Anak-anak zaman sekarang sama seperti kita dulu, masing-masing terpikat oleh setiap gerakan "penjual permen." Dari saat ia mengangkat tutup wadah, mengeluarkan kain muslin putih untuk melindungi tangannya, dan mulai menarik permen panjang dari gumpalan putih di dalamnya.
Hanya beberapa menit kemudian, setiap anak menerima sebatang permen taffy, yang mereka makan dengan lahap – rasa manis yang lembut dari gula yang dimasak sempurna dipadukan dengan aroma jahe dan kacang tanah sangat menarik bagi setiap anak.
Saat masih kecil, saya mengira membuat permen taffy itu sesuatu yang ajaib. Anda harus memanaskan gula hingga meleleh, lalu menguleninya dengan cepat dan lentur untuk membentuknya. Bahkan ada desas-desus bahwa Anda harus merendam butiran beras dan menumbuhkannya untuk membuat permen taffy.
Saya kemudian mengetahui bahwa permen taffy tradisional Vietnam, sama seperti sekarang, dibuat dengan gula dan air, dengan sedikit isian kacang – dan hanya itu saja.
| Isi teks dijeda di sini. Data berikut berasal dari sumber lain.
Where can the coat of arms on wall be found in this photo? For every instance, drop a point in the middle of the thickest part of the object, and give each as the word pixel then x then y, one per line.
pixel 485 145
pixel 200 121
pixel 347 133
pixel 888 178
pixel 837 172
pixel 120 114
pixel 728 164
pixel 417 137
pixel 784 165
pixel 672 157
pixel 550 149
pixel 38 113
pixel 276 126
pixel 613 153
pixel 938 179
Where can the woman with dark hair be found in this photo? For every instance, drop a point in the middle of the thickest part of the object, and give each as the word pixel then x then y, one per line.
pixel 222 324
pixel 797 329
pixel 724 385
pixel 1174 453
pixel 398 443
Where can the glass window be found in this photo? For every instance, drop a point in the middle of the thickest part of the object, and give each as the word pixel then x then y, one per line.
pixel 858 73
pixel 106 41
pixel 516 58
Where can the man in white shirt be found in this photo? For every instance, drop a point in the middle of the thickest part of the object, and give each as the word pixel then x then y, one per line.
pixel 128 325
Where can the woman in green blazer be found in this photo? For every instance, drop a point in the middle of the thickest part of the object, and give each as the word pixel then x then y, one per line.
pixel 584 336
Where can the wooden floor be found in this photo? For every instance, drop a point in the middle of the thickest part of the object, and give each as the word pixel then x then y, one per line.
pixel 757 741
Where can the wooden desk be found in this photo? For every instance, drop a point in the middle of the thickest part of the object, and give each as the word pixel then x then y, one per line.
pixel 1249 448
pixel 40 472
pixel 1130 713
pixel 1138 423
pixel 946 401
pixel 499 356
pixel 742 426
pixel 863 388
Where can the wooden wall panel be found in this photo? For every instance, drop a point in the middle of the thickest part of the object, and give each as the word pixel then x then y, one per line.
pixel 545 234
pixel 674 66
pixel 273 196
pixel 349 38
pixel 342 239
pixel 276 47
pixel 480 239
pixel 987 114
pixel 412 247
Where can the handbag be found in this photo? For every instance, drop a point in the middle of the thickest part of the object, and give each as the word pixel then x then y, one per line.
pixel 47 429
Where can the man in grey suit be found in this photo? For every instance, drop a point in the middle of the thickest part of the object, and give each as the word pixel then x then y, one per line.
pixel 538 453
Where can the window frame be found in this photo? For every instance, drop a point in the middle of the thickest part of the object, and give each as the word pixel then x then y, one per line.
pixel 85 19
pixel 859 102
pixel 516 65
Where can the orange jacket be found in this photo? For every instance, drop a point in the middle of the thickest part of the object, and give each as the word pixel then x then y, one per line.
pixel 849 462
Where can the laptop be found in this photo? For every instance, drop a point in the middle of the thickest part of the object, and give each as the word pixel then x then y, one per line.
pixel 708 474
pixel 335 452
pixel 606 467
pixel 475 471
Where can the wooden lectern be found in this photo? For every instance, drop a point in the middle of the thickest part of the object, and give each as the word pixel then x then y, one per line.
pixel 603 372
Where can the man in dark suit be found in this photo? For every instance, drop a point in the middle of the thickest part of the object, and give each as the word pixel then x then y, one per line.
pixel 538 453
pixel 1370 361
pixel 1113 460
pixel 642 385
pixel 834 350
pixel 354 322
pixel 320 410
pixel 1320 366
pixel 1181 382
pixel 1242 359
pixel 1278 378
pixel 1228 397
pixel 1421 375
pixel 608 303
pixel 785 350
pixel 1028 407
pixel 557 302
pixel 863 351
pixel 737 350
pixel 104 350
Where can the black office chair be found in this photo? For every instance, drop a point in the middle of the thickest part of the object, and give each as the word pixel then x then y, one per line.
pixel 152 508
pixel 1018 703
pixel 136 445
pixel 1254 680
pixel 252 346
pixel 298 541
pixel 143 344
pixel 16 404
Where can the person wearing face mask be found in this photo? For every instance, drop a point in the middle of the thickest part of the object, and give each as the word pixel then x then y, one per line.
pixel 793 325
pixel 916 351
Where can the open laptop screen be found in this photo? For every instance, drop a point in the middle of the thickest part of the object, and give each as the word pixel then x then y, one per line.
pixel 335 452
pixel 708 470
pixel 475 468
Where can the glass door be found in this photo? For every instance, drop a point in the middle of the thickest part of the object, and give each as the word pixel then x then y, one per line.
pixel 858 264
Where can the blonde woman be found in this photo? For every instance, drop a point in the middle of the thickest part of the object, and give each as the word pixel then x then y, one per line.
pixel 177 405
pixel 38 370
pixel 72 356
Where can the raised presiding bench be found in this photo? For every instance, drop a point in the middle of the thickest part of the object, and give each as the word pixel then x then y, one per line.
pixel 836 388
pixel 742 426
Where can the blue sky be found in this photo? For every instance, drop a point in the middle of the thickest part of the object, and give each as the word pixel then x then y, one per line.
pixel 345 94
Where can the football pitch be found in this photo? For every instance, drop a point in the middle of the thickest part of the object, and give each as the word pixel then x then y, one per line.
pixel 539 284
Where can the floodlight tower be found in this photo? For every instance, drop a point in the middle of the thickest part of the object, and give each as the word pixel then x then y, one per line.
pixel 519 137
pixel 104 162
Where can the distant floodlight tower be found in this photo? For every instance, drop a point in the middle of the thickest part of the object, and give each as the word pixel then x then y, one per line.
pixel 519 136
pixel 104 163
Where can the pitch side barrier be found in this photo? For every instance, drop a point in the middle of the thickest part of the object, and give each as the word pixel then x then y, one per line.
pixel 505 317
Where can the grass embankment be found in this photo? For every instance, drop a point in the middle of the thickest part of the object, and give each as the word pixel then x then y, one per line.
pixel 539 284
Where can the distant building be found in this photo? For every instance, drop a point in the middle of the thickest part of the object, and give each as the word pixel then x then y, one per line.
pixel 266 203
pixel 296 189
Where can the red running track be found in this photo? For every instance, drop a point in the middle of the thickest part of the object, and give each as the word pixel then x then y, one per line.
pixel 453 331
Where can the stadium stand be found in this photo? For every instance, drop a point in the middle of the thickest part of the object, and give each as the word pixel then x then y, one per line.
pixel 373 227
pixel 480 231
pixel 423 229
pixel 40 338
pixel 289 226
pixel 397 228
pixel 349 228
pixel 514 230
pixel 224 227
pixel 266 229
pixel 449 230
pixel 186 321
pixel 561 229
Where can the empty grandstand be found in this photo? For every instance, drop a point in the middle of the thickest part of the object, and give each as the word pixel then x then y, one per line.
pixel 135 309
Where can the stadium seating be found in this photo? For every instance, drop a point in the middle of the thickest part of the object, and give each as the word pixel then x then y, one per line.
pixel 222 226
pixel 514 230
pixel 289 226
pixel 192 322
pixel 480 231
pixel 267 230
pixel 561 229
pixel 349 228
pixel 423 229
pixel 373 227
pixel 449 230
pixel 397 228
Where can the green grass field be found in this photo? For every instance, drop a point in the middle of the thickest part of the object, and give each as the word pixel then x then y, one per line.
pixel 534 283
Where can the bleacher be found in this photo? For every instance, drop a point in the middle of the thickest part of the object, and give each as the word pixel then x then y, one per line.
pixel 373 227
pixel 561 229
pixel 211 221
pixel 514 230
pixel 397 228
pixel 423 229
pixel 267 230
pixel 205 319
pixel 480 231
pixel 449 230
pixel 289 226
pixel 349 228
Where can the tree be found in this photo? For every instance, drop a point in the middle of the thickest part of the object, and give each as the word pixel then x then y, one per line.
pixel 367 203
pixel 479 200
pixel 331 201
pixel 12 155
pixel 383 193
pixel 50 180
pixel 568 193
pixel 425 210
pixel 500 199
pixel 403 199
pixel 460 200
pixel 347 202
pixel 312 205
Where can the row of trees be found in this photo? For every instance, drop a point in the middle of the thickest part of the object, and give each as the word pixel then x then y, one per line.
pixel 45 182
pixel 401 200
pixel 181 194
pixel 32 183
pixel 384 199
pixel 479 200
Untuk membuat permen taffy yang lezat, semua tahapan pembuatan permen dan pemanggangan kacang harus dilakukan di atas api unggun. Secara khusus, pembuat permen harus memantau cuaca; jika terlalu panas, gula akan meleleh, sehingga permen menjadi tidak dapat digunakan. Oleh karena itu, orang biasanya membuat permen di pagi hari ketika cuaca masih sejuk dan menyenangkan.
Selanjutnya, tuangkan gula ke atas plastik pembungkus yang telah diolesi minyak. Tunggu hingga gula agak dingin, lalu ratakan dengan tangan, lipat kembali, dan uleni hingga gula menjadi sangat lentur dan berwarna putih.
Saat ini, setiap hidangan harus lezat, indah, dan unik. Bahkan hidangan tradisional seperti permen taffy pun harus berupaya untuk "meningkatkan kualitas," "meningkatkan kreativitas," dan "meningkatkan estetika."
Sungguh mengharukan bahwa permen taffy ini masih mempertahankan bentuk dan rasa aslinya, seperti hadiah untuk orang-orang setengah baya seperti kita, membangkitkan kenangan nostalgia masa kecil kita yang jauh.
Waktu terus berlalu. Langit masa muda, bahkan kenangan masa kecil, akan menjadi ruang yang sunyi, terkikis oleh lika-liku kehidupan... Seperti apa masa kecilmu? Apakah mirip dengan masa kecil kami? Apakah kamu ingat?